„Dieser Sieg ist für jeden Ukrainer!“, rief Kalush-Sänger Oleh Psiuk in die Kameras, als die Gewinner die Trophäe überreicht bekamen. Die Stimmen der Jurys aus 40 Teilnehmerländern waren zwar bei dem Beitrag aus Großbritannien – doch das Fernsehpublikum schließlich setzte den Ukrainern die Krone auf. Aus fast jedem Land, das gewählt hat, gingen vom Publikum 12 Punkte an das Kalush Orchestra.
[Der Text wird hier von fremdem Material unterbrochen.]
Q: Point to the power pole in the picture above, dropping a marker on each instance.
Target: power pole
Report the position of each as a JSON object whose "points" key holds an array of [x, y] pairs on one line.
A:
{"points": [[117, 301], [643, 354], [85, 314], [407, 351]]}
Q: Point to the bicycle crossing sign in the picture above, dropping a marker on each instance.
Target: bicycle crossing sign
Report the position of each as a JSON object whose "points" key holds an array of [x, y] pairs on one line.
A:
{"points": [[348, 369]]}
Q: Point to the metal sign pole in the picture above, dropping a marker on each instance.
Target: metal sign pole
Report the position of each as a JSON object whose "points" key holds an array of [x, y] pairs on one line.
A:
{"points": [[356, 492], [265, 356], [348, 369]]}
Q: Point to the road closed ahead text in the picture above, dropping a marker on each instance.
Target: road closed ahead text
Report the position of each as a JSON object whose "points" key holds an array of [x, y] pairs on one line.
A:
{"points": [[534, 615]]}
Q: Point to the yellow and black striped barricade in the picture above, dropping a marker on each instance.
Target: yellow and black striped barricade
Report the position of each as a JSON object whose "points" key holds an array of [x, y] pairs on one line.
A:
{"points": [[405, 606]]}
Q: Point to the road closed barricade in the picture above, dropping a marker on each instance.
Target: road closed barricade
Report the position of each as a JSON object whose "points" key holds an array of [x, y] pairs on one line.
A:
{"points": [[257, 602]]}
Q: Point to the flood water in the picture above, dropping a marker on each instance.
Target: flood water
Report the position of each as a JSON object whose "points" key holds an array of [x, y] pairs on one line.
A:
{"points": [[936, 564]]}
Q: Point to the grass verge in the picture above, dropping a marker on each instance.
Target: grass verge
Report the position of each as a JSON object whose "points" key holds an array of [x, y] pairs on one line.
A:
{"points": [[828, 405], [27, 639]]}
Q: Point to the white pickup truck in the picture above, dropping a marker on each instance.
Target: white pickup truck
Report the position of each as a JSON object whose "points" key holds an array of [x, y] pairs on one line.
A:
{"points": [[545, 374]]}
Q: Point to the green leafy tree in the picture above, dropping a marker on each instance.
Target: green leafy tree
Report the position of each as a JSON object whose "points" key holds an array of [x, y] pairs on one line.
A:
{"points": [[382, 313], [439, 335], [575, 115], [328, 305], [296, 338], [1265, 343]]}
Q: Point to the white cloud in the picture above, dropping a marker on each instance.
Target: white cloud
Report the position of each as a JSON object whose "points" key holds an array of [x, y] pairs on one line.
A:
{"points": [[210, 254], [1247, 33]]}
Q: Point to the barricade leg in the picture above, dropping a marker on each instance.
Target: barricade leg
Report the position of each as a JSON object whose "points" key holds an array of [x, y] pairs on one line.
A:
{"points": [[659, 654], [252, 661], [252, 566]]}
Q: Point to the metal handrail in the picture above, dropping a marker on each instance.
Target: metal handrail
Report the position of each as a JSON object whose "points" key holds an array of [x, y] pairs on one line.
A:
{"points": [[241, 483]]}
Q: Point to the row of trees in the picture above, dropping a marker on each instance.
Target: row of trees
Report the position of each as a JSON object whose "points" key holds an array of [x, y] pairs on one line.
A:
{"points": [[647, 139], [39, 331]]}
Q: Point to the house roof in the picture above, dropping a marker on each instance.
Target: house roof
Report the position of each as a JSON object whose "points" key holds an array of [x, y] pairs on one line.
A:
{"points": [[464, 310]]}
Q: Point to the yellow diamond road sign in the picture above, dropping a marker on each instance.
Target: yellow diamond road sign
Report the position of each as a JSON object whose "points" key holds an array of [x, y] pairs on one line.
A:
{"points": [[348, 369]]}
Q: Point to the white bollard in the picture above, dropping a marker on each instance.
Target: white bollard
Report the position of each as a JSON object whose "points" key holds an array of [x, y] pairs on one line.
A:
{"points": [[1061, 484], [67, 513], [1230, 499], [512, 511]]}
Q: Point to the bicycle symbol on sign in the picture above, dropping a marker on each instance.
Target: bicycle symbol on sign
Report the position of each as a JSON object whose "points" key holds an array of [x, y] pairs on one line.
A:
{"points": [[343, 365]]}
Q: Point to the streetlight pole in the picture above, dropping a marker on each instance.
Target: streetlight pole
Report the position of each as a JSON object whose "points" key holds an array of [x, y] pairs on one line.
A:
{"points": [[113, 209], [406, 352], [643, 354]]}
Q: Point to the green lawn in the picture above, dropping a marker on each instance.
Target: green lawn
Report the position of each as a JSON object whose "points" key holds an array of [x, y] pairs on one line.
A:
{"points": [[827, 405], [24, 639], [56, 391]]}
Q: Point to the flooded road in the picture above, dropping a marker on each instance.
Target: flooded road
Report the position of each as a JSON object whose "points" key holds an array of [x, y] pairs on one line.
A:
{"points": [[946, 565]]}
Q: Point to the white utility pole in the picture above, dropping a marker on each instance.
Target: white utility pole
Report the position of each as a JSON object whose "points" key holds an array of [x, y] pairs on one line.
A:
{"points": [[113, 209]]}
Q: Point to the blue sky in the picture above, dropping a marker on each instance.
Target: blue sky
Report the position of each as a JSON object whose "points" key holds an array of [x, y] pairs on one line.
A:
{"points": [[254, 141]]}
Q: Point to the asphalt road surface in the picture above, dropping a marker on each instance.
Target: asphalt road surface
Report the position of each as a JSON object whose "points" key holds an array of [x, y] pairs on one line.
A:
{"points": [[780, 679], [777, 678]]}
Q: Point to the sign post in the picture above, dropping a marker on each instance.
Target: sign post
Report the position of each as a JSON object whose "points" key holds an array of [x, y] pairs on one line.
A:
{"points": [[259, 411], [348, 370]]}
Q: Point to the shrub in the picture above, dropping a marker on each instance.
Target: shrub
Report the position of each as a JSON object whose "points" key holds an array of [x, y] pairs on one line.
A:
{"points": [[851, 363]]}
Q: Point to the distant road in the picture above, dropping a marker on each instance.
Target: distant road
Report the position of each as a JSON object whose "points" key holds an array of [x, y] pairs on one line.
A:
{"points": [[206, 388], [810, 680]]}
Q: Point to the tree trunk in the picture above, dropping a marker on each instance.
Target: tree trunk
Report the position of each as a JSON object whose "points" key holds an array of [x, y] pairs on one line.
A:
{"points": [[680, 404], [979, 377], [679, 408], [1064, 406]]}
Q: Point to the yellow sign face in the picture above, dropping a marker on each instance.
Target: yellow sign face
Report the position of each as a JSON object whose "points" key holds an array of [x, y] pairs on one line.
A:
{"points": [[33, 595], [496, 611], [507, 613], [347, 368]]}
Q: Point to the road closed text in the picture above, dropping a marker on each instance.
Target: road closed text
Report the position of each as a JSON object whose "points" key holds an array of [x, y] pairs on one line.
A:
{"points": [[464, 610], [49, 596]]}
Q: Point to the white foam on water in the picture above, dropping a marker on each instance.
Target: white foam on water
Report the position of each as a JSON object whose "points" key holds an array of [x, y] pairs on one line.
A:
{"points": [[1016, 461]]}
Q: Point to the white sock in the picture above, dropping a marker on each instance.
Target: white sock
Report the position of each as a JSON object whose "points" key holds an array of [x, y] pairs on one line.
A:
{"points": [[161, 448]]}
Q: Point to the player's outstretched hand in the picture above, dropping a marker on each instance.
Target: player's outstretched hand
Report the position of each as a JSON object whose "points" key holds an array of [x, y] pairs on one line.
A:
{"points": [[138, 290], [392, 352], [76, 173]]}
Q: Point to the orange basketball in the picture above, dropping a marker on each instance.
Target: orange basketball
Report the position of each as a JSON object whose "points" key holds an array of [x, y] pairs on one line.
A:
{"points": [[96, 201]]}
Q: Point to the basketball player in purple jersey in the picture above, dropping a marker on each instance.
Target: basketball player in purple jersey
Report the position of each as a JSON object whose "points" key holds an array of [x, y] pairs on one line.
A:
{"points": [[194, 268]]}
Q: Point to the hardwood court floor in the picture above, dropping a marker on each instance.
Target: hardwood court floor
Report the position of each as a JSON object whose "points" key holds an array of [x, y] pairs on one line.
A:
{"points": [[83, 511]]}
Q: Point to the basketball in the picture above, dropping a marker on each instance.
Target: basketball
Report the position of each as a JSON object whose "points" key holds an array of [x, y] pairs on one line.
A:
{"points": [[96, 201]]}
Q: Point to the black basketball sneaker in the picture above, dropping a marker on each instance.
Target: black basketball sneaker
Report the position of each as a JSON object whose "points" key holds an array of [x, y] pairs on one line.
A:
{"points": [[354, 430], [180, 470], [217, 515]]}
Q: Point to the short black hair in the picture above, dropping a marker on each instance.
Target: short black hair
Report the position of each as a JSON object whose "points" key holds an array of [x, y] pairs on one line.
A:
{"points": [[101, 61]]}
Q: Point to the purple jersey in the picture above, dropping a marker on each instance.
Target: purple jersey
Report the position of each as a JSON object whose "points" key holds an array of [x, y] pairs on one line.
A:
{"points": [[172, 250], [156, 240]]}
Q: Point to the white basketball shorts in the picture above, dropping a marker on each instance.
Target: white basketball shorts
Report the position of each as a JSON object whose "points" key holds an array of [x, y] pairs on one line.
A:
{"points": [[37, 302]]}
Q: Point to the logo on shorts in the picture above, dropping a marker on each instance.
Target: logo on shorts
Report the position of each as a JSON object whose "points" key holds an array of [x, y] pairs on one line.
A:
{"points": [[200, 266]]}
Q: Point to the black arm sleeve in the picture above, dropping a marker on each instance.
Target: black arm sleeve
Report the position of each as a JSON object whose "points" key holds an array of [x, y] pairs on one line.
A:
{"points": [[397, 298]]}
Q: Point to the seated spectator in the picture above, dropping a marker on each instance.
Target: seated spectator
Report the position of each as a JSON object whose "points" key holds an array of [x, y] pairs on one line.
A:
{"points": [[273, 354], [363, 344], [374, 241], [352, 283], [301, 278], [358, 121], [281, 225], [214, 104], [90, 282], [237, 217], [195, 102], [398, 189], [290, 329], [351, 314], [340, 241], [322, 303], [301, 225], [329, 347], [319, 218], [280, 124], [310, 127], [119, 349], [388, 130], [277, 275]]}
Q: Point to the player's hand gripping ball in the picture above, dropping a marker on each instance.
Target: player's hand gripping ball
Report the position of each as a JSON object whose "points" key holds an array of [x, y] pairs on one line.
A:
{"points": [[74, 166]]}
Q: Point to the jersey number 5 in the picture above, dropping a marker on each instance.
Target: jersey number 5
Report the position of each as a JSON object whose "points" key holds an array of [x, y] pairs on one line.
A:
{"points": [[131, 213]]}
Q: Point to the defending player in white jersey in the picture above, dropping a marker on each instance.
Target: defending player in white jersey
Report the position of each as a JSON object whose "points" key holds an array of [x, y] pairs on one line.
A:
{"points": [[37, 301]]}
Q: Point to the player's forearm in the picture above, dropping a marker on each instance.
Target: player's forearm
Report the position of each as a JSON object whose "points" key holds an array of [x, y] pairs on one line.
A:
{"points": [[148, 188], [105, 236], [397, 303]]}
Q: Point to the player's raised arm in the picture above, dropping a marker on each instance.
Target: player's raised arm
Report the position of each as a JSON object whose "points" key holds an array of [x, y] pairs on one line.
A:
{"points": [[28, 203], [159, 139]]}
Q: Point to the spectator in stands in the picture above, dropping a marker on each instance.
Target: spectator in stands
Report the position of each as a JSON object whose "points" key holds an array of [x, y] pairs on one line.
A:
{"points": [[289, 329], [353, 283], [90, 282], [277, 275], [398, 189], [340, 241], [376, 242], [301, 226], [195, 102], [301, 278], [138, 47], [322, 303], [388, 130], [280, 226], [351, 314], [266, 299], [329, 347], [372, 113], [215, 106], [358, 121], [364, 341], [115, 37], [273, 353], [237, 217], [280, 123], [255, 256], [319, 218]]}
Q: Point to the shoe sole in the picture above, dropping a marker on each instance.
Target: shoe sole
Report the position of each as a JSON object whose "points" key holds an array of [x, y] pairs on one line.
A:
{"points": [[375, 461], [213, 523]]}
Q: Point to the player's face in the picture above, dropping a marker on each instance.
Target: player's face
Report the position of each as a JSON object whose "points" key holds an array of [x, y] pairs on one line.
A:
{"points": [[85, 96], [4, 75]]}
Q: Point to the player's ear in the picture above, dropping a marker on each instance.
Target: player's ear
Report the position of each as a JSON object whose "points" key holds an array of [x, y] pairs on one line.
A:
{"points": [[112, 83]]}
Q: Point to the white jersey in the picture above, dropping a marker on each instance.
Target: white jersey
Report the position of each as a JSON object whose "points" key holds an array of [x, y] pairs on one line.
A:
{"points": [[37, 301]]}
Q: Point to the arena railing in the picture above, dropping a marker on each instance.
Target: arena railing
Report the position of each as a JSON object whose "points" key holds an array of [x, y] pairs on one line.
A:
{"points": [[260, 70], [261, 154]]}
Der 66. Eurovision Song Contest ist entschieden: Die Trophäe geht in ein Land, das seit fast drei Monaten mit einem grausamen Krieg überzogen wird – der ESC-Sieg wird an der Lage nichts verändern, aber die Mission der Musiker des Kalush Orchestra als Botschafter und Stimme ihres Landes ist erfüllt.

Nicht nur sie, auch andere Künstlerinnen und Künstler der 25 Länder, die an diesem Abend um den Sieg kämpften, forderten an diesem Abend „Peace for Ukraine“ – die Verantwortlichen der European Broadcasting Union EBU, die sonst sehr empfindlich auf politische Äußerungen reagieren, ließen es diesmal durchgehen. „Wir glauben, dass die Kommentare des Kalush Orchestra und anderer Künstler, die ihre Unterstützung für das ukrainische Volk zum Ausdruck bringen, eher humanitärer als politischer Natur sind“, hieß es in einem Statement gegenüber der Presseagentur dpa.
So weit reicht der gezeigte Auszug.